В это время, как отмечает П. Валье, Тареев отнюдь не был изолированным мыслителем, каковым его пытались представить многочисленные критики, но являлся подлинным лидером «либерального крыла» академической профессуры, которая и доверила ему редактирование последних номеров «Богословского вестника» (май 1917 – декабрь 1918). После закрытия МДА Тареев некоторое время работал в Военном электротехническом институте, располагавшемся в ее помещениях. «Жизнь, – рассказывает мемуарист С. А. Волков, – научила его ценить и понимать значение Церкви для христианства и для каждого человека в частности.
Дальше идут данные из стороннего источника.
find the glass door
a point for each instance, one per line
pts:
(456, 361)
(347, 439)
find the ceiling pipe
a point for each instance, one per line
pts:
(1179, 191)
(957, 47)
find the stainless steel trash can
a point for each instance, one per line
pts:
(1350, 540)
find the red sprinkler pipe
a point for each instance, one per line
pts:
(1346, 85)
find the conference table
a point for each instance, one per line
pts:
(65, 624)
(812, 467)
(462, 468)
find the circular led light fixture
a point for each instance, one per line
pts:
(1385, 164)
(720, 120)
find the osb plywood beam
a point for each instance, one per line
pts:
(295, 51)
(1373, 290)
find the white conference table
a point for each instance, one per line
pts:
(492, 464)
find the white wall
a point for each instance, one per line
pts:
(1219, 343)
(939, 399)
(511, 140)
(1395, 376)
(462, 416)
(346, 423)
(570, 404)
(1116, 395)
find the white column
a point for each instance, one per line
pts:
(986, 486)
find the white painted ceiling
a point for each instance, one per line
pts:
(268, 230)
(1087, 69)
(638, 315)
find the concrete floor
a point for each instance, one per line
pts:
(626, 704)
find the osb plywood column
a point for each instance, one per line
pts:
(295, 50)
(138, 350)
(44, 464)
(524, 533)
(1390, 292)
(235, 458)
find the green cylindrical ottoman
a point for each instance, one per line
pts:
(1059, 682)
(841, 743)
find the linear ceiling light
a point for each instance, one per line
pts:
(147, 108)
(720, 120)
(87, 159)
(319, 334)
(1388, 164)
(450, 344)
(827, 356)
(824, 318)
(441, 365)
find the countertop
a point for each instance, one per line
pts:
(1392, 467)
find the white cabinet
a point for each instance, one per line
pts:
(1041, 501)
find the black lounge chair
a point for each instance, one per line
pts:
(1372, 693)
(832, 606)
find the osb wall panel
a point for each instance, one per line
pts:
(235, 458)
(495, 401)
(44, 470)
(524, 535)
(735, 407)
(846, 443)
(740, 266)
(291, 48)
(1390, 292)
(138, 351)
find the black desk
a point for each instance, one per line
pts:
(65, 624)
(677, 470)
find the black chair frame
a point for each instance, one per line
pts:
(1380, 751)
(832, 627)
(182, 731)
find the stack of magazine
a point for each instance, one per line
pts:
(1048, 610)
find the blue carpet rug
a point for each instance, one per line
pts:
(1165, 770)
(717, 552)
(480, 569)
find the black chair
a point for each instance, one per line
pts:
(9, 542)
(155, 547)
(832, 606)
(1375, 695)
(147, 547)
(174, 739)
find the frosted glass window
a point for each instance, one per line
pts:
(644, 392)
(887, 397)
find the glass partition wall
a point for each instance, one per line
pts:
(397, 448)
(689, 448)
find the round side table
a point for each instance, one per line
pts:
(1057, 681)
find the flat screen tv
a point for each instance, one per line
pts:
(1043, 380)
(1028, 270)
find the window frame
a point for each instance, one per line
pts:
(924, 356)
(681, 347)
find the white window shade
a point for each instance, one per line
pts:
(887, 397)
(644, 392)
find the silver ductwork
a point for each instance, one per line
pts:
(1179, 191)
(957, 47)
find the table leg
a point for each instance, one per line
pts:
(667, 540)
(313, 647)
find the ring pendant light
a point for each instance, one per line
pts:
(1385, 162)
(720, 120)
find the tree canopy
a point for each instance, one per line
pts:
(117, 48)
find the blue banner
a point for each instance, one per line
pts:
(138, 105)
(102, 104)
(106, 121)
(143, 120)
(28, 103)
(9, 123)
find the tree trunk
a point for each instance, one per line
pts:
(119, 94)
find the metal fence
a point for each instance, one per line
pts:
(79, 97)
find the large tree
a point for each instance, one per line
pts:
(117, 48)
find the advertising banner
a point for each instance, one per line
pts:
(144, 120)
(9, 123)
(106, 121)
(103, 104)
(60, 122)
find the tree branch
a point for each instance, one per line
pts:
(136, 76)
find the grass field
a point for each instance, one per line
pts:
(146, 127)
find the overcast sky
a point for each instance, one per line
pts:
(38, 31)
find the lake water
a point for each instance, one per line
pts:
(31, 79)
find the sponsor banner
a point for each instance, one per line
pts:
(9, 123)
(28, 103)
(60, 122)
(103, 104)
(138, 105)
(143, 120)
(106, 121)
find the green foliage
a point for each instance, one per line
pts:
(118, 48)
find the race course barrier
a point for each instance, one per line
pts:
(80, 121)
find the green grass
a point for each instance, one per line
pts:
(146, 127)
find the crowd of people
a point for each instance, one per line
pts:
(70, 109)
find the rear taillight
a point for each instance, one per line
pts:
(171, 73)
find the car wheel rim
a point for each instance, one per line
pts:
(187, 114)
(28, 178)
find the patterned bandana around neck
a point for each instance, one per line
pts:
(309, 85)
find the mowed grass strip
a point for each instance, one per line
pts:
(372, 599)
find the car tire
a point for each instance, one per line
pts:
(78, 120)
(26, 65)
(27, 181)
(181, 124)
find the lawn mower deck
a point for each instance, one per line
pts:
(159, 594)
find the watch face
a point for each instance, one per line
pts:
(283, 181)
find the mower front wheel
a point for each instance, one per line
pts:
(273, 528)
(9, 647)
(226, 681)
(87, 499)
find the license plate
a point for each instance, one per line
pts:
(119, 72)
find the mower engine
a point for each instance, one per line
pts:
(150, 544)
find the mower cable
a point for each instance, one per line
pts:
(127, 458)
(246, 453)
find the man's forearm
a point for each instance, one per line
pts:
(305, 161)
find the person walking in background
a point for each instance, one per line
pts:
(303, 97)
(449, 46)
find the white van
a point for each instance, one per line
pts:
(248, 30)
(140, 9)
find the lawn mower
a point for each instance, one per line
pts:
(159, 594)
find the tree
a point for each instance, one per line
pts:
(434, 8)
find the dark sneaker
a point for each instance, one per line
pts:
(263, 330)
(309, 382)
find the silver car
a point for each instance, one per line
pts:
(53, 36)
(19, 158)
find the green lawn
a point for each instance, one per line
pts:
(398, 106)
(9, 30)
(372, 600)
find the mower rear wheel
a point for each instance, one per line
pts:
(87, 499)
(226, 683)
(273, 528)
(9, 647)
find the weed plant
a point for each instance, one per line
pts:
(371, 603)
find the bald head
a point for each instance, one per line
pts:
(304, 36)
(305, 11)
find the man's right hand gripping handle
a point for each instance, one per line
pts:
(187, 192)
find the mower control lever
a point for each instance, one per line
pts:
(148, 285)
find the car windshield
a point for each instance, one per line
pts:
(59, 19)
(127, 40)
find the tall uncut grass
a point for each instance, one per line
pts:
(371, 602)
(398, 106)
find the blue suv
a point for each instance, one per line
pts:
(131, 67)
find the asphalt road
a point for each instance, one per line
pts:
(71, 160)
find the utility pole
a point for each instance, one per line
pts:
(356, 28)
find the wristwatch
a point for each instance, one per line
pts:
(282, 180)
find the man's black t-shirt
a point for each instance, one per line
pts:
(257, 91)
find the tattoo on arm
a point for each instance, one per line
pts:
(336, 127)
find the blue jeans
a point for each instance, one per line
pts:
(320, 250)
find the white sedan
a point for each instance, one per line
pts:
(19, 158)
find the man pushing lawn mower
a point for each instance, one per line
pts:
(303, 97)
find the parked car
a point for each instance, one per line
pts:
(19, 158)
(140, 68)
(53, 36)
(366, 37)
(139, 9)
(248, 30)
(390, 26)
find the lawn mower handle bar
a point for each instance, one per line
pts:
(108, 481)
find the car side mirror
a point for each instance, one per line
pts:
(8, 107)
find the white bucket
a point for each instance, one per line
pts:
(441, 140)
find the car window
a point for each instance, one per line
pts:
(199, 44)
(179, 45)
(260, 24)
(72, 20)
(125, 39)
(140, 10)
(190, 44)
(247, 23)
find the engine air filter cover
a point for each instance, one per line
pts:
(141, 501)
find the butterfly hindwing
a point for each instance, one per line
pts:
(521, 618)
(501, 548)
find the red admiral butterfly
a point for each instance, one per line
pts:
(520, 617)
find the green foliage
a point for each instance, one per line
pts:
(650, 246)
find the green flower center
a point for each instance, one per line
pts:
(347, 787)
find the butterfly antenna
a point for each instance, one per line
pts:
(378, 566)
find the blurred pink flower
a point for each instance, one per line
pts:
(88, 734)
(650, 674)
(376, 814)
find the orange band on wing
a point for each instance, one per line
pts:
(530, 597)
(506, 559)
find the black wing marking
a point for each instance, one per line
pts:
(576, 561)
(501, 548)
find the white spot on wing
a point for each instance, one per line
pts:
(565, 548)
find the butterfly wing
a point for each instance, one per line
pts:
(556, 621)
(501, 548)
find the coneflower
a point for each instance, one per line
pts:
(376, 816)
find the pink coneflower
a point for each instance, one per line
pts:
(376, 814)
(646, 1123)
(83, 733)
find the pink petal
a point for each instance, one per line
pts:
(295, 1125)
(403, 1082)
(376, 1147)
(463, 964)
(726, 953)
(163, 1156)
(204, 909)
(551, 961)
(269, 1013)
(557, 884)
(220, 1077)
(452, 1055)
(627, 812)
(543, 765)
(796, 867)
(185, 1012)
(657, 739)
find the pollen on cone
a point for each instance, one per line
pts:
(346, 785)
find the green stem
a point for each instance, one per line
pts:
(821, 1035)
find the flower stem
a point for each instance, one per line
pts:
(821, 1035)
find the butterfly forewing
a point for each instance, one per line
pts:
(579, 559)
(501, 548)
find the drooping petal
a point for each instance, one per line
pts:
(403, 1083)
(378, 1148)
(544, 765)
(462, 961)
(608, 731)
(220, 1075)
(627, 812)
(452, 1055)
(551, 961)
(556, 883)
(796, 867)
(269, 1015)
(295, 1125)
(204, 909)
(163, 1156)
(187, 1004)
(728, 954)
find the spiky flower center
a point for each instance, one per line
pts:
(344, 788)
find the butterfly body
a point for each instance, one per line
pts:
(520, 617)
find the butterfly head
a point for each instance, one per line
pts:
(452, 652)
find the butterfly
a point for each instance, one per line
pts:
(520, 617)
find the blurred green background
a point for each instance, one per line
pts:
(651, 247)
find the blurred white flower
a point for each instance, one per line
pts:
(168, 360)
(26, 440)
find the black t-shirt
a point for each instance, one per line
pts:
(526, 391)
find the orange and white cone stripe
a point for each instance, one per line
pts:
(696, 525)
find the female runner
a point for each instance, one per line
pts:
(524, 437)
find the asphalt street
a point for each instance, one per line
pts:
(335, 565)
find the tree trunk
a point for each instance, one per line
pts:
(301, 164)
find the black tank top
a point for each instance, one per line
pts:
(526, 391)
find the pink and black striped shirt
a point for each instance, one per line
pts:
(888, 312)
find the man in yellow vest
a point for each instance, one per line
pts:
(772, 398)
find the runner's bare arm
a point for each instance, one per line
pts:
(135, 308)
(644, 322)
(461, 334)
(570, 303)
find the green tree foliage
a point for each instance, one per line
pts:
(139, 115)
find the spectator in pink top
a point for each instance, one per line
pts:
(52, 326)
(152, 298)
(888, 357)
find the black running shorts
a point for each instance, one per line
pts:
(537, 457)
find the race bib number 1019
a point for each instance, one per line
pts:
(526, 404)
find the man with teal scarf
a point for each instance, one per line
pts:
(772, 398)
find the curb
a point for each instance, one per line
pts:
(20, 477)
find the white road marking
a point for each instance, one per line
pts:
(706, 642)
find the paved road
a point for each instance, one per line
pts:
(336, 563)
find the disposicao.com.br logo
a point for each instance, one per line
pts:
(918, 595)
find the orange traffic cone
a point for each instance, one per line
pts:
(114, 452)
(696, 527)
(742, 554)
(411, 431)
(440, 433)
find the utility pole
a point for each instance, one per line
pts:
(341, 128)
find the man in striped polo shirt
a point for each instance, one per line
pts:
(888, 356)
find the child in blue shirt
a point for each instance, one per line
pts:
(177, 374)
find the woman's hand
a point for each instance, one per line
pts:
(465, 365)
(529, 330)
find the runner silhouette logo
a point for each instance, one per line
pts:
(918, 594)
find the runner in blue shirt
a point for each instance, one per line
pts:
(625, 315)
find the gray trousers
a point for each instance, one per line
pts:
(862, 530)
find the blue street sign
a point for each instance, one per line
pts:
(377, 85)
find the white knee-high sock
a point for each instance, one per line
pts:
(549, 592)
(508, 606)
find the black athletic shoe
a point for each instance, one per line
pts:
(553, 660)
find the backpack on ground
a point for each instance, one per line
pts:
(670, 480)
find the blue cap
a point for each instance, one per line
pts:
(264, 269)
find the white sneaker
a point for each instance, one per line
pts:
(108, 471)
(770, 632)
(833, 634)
Как мне довелось слышать от близких ему людей, после закрытия Академии он продолжал свою научную работу дома и состоял в „Церковной группе Иоакимова подворья“, то есть не порвал с Церковью и не примкнул ни к каким „обновленцам“». <…>
В значительной мере Тареев делает акцент на внутреннем делании – так сказать, на «внутренней Церкви», подобно И. В. Лопухину, которого, возможно, и не читал, или Канту – и противопоставляет ее «внешней», культовому, «символическому богослужению». Впрочем, не так уж сложно найти у него преемственность даже с московским святителем Филаретом (Дроздовым), особенно если вспомнить символическое толкование последним ветхозаветной скинии, согласно которому «престолом Божиим» мыслится душа человека… Критика «культового богослужения» ветхозаветными пророками излагается Тареевым с особой симпатией…<…>
Ссылаясь на суждение А. В. Горского («смешивает богодухновенные писания с произведениями собственно церковными»), Тареев утверждает, что этот приговор в отношении А. С. Хомякова «столь же справедливый, сколь и бесповоротный». Ему как раз и важно подчеркнуть различие в достоинстве Священного Писания и текстов святоотеческих, написанных по разным поводам и для церковного сознания значимых далеко не в одинаковой мере. <…>
Вопрос о соотношении богословия и метафизики является одним из самых запутанных. Прежде всего потому, что в качестве актуального он чаще всего даже не осознавался. Начиная с Оригена, «учителя александрийского», христианская метафизика, любомудрие и богословие, скорее, отождествлялись, создавая подлинно Гордиев узел… Справедливо как-то заметил митр. Антоний (Храповицкий), что «логика и метафизика суть весьма второстепенные способы познания Христа, что познается он по преимуществу деятельною любовью». <…>
Тареев ясно дает понять, что в старинном разделении богословия на «умозрительное» и «деятельное», docrina de credendi и docrina de agendi, собственно богословием является именно второе, то есть «нравственное», тогда как первое удовлетворяет гностическим интересам и фактически тождественно христианской метафизике, подвергнутой беспощадной критике Кантом. Вместе с кенигсбергским мыслителем он готов искать «царство» и «свободу» только в сфере «практического разума». <…>
Выход из «византийского тупика» Тареев видел в возрождении исконной русской философии сердца, провозвестником которой был опальный архимандрит Феодор (Бухарев)… ».